Variants in the genes that encode the five subunits of the eukaryotic translation initiation factor 2B (EIF2B1-B5) cause a heterogeneous spectrum of white matter disorders in which MRI studies show a symmetric pattern of white matter rarefaction, cystic degeneration, and loss of oligodendrocytes by apoptosis (van der Knaap et al. Neurology 51:540-547, 1998; Bugiani et al. J Neuropath Exp Neurol 69:987-996, 2010). Over the course of the disease, white matter gradually vanishes and is replaced by cerebrospinal fluid. Age at onset varies from prenatal to adulthood, with childhood onset being the most common. The earliest-onset cases are associated with oligohydramnios, IUGR, microcephaly, contractures, and severe encephalopathy. In later-onset cases development is normal initially, followed by a progressive course with features of ataxia, spasticity, optic atrophy, and diminished mental ability. Periods of acute deterioration can be provoked by stresses such as febrile illness, minor head injury or extreme fright (Vermeulen et al. Ann Neurol 57:560-563, 2005). A severe and early-onset form of the disease, called Cree leukoencephalopathy, is found among the native Cree and Chippewa populations of northern Quebec and Manitoba (Black et al. Ann Neurol 24:490-496, 1988). The mild juvenile and adult forms are often associated with primary ovarian failure, a syndrome referred to as ovarioleukodystrophy (Schiffmann et al. Ann Neurol 41:654-661, 1997; Fogli et al. Am J Hum Genet 72:1544-1550, 2003).
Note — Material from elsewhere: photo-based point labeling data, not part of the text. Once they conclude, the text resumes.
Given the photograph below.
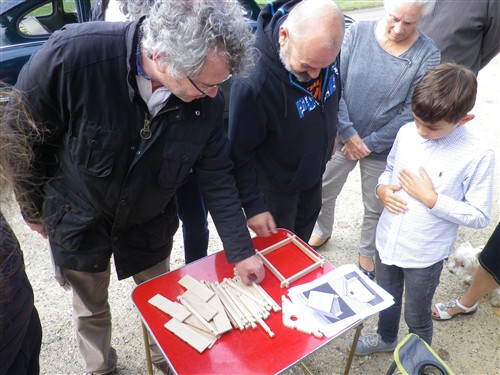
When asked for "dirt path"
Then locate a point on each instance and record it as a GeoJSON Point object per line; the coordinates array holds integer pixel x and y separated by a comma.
{"type": "Point", "coordinates": [471, 342]}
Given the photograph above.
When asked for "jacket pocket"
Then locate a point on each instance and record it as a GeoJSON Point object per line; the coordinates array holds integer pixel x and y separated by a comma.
{"type": "Point", "coordinates": [177, 161]}
{"type": "Point", "coordinates": [93, 151]}
{"type": "Point", "coordinates": [66, 217]}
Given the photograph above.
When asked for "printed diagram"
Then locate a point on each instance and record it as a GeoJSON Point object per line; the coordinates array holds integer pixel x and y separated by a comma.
{"type": "Point", "coordinates": [337, 300]}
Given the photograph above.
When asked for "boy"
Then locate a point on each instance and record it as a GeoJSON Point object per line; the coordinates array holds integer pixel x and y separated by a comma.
{"type": "Point", "coordinates": [438, 176]}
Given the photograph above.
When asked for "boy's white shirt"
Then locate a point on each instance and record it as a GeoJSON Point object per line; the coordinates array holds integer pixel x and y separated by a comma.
{"type": "Point", "coordinates": [462, 172]}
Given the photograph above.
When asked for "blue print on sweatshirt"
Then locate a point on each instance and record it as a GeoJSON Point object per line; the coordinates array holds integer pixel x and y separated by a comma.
{"type": "Point", "coordinates": [308, 103]}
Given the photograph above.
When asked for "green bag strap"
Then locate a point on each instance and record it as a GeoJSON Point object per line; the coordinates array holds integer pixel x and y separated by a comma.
{"type": "Point", "coordinates": [402, 353]}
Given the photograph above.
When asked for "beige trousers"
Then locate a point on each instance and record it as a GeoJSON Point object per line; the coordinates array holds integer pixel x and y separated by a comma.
{"type": "Point", "coordinates": [92, 316]}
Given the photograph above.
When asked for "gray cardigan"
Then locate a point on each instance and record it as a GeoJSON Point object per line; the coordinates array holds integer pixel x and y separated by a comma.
{"type": "Point", "coordinates": [377, 86]}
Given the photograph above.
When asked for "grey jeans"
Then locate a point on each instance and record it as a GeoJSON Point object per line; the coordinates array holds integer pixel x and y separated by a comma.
{"type": "Point", "coordinates": [334, 178]}
{"type": "Point", "coordinates": [92, 316]}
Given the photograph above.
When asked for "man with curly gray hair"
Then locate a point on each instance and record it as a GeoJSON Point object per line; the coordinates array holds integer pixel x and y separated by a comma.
{"type": "Point", "coordinates": [128, 110]}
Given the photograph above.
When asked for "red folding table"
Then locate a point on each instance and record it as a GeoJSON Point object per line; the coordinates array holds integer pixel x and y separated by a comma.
{"type": "Point", "coordinates": [250, 351]}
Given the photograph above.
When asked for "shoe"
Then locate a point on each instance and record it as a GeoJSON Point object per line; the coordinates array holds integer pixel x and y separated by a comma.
{"type": "Point", "coordinates": [163, 367]}
{"type": "Point", "coordinates": [370, 274]}
{"type": "Point", "coordinates": [316, 241]}
{"type": "Point", "coordinates": [373, 343]}
{"type": "Point", "coordinates": [442, 310]}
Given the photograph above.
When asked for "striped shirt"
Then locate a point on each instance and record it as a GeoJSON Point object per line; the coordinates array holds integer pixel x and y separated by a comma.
{"type": "Point", "coordinates": [461, 170]}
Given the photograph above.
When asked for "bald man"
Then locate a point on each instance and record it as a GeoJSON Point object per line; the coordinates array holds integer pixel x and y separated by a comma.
{"type": "Point", "coordinates": [283, 117]}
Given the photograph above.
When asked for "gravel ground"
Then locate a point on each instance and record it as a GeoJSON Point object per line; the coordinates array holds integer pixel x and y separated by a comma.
{"type": "Point", "coordinates": [470, 343]}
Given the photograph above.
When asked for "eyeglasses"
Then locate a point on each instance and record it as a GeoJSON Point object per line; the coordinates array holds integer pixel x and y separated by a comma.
{"type": "Point", "coordinates": [204, 89]}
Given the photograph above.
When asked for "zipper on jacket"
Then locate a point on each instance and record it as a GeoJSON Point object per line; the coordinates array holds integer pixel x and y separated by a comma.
{"type": "Point", "coordinates": [145, 132]}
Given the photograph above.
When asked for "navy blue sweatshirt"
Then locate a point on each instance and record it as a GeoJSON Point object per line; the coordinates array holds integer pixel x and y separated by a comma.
{"type": "Point", "coordinates": [280, 131]}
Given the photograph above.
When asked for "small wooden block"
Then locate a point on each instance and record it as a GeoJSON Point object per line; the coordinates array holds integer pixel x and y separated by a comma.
{"type": "Point", "coordinates": [194, 322]}
{"type": "Point", "coordinates": [202, 291]}
{"type": "Point", "coordinates": [174, 309]}
{"type": "Point", "coordinates": [292, 318]}
{"type": "Point", "coordinates": [205, 310]}
{"type": "Point", "coordinates": [221, 320]}
{"type": "Point", "coordinates": [188, 334]}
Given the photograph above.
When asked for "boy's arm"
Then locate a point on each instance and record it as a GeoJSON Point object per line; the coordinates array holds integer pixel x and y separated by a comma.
{"type": "Point", "coordinates": [473, 210]}
{"type": "Point", "coordinates": [385, 191]}
{"type": "Point", "coordinates": [390, 200]}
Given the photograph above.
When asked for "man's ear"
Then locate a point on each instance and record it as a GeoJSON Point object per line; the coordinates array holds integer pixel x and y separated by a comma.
{"type": "Point", "coordinates": [282, 35]}
{"type": "Point", "coordinates": [468, 117]}
{"type": "Point", "coordinates": [159, 66]}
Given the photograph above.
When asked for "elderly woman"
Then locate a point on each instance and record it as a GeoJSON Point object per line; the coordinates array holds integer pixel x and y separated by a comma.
{"type": "Point", "coordinates": [381, 62]}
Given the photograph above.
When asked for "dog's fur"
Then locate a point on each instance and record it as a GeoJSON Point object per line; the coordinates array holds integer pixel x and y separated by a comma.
{"type": "Point", "coordinates": [463, 262]}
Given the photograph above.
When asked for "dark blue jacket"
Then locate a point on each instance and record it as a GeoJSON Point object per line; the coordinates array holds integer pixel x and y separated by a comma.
{"type": "Point", "coordinates": [277, 129]}
{"type": "Point", "coordinates": [113, 192]}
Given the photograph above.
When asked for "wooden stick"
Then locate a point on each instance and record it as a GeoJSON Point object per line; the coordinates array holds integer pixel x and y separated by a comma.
{"type": "Point", "coordinates": [238, 314]}
{"type": "Point", "coordinates": [240, 305]}
{"type": "Point", "coordinates": [305, 271]}
{"type": "Point", "coordinates": [256, 315]}
{"type": "Point", "coordinates": [277, 245]}
{"type": "Point", "coordinates": [306, 250]}
{"type": "Point", "coordinates": [190, 283]}
{"type": "Point", "coordinates": [231, 314]}
{"type": "Point", "coordinates": [265, 295]}
{"type": "Point", "coordinates": [189, 335]}
{"type": "Point", "coordinates": [188, 306]}
{"type": "Point", "coordinates": [174, 309]}
{"type": "Point", "coordinates": [273, 269]}
{"type": "Point", "coordinates": [246, 293]}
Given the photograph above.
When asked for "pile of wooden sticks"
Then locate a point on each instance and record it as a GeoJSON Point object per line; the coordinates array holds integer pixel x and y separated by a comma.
{"type": "Point", "coordinates": [207, 310]}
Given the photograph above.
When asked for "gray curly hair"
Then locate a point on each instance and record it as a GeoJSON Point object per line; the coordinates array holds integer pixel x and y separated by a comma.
{"type": "Point", "coordinates": [181, 34]}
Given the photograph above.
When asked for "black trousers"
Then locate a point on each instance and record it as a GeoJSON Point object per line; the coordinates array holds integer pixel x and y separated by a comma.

The eukaryotic initiation factor, 2B, is a GTP exchange factor that regulates the rate of protein synthesis. EIF2B is a heteropentameric protein encoded by the five genes EIF2B1 – B5. The EIF2B-related leukodystrophies (OMIM 603896) are inherited in an autosomal recessive manner. Thus far, only EIF2B2, EIF2B4, and EIF2B5 have been implicated in ovarioleukodystrophy (Fogli et al. 2003). Approximately 90% of all pathogenic variants are missense variants (Fogli et al. Neurology 62:1509–517, 2004).
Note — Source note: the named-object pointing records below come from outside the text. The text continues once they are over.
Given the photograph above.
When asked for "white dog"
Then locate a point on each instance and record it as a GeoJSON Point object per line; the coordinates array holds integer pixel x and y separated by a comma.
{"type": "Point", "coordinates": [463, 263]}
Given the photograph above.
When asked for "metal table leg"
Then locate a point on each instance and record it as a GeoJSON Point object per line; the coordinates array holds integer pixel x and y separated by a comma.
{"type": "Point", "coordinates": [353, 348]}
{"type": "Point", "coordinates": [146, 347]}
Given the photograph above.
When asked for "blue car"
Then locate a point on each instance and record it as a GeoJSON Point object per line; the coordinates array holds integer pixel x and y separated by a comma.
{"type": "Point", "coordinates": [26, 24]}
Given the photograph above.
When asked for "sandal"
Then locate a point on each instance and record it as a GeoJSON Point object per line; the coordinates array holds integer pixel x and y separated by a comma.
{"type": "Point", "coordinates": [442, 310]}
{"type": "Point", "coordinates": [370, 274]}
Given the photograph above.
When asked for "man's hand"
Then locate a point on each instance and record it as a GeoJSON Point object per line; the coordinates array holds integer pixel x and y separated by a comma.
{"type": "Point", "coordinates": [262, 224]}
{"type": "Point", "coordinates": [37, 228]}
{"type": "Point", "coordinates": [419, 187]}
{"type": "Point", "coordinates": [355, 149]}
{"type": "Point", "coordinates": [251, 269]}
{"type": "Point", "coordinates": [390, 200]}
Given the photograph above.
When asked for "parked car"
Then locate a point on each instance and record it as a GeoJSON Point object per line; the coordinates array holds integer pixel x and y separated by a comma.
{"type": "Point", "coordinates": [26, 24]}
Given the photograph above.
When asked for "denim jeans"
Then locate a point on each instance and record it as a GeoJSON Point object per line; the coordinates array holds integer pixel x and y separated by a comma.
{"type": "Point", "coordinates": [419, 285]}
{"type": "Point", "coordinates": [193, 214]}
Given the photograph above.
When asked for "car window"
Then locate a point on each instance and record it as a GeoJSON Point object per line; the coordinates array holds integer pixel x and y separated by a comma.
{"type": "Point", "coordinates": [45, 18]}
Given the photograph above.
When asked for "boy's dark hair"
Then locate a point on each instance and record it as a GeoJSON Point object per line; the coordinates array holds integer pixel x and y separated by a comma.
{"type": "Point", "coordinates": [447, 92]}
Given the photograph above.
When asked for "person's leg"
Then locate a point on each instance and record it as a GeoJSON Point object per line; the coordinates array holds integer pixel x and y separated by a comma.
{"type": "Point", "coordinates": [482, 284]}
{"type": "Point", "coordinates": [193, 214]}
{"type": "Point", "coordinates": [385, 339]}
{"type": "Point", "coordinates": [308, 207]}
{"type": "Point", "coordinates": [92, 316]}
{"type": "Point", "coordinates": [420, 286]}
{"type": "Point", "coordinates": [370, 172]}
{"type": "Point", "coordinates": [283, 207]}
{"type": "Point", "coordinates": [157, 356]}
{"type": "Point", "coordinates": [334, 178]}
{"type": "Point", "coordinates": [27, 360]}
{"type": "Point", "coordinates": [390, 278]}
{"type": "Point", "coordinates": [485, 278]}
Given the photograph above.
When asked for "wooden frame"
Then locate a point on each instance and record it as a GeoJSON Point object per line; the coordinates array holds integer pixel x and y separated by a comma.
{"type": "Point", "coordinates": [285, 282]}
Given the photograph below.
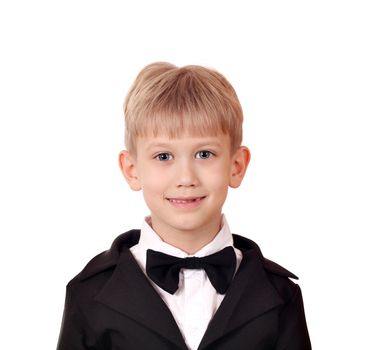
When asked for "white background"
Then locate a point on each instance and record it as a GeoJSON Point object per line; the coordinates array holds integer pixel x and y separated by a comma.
{"type": "Point", "coordinates": [302, 72]}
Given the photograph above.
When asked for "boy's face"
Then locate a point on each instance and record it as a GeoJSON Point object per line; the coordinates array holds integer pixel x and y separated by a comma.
{"type": "Point", "coordinates": [185, 181]}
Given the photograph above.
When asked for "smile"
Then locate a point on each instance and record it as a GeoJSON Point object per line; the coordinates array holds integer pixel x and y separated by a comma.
{"type": "Point", "coordinates": [191, 202]}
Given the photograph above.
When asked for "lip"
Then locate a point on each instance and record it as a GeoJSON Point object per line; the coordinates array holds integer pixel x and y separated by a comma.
{"type": "Point", "coordinates": [186, 202]}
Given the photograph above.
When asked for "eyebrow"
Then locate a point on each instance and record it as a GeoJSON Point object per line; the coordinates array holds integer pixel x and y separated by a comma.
{"type": "Point", "coordinates": [206, 143]}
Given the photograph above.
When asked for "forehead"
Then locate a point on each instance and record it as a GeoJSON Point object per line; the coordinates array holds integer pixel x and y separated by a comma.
{"type": "Point", "coordinates": [183, 141]}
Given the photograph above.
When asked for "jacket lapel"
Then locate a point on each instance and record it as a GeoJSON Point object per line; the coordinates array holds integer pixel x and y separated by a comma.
{"type": "Point", "coordinates": [250, 295]}
{"type": "Point", "coordinates": [142, 303]}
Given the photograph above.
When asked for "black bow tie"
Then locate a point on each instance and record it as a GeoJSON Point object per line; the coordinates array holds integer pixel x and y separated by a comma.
{"type": "Point", "coordinates": [164, 269]}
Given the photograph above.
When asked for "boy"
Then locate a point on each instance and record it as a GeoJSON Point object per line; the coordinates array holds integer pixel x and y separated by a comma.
{"type": "Point", "coordinates": [183, 281]}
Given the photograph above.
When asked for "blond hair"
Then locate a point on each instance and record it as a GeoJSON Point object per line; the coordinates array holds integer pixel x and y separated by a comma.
{"type": "Point", "coordinates": [169, 100]}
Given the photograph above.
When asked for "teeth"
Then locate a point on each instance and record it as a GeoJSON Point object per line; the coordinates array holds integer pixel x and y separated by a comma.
{"type": "Point", "coordinates": [184, 201]}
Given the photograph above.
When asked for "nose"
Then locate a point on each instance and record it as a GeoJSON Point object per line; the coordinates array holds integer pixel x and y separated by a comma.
{"type": "Point", "coordinates": [186, 174]}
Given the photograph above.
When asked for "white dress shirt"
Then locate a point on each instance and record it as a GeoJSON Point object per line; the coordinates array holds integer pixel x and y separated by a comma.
{"type": "Point", "coordinates": [196, 301]}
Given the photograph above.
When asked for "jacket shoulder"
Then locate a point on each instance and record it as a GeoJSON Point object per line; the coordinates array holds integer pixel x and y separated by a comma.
{"type": "Point", "coordinates": [108, 259]}
{"type": "Point", "coordinates": [278, 276]}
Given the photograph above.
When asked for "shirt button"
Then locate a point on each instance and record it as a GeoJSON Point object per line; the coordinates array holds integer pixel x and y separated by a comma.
{"type": "Point", "coordinates": [193, 330]}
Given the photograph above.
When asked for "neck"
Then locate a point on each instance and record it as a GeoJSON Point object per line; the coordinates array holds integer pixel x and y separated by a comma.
{"type": "Point", "coordinates": [188, 241]}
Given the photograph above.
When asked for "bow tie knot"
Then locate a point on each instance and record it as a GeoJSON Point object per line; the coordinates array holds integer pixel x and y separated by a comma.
{"type": "Point", "coordinates": [163, 269]}
{"type": "Point", "coordinates": [193, 263]}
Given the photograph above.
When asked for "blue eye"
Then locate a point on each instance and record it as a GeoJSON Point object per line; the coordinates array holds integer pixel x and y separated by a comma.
{"type": "Point", "coordinates": [204, 154]}
{"type": "Point", "coordinates": [163, 157]}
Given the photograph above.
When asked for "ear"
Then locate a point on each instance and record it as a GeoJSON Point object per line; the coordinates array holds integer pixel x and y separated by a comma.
{"type": "Point", "coordinates": [128, 168]}
{"type": "Point", "coordinates": [240, 161]}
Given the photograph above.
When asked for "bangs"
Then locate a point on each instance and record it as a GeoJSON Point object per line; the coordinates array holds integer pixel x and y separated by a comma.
{"type": "Point", "coordinates": [178, 101]}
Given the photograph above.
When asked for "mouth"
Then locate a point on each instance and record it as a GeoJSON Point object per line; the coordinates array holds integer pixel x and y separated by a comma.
{"type": "Point", "coordinates": [186, 202]}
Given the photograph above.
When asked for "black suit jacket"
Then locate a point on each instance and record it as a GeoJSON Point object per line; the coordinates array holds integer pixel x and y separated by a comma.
{"type": "Point", "coordinates": [112, 305]}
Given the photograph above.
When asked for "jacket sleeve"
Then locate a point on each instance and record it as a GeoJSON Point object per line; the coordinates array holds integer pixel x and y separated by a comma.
{"type": "Point", "coordinates": [75, 334]}
{"type": "Point", "coordinates": [293, 333]}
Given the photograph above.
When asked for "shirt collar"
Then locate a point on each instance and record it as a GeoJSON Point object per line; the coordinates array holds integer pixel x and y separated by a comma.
{"type": "Point", "coordinates": [149, 239]}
Sensitivity among individuals with characteristic MRI findings is ~90% (Schiffmann et al. GeneReview, 2010). Over 60% of all molecularly diagnosed patients have variants in EIF2B5 and another ~20% have variants in EIF2B2 or EIF2B4 (Schiffmann et al. 2010). Variants in EIF2B3 and EIF2B1 account for ~9% and ~2% of patients, respectively.

This test is performed using Next-Gen sequencing with additional Sanger sequencing as necessary.

This panel provides 100% coverage of all coding exons of the genes plus 10 bases of flanking noncoding DNA in all available transcripts along with other non-coding regions in which pathogenic variants have been identified at PreventionGenetics or reported elsewhere. We define coverage as ≥20X NGS reads or Sanger sequencing. PGnome panels typically provide slightly increased coverage over the PGxome equivalent. PGnome sequencing panels have the added benefit of additional analysis and reporting of deep intronic regions (where applicable).

Dependent on the sequencing backbone selected for this testing, discounted reflex testing to any other similar backbone-based test is available (i.e., PGxome panel to whole PGxome; PGnome panel to whole PGnome).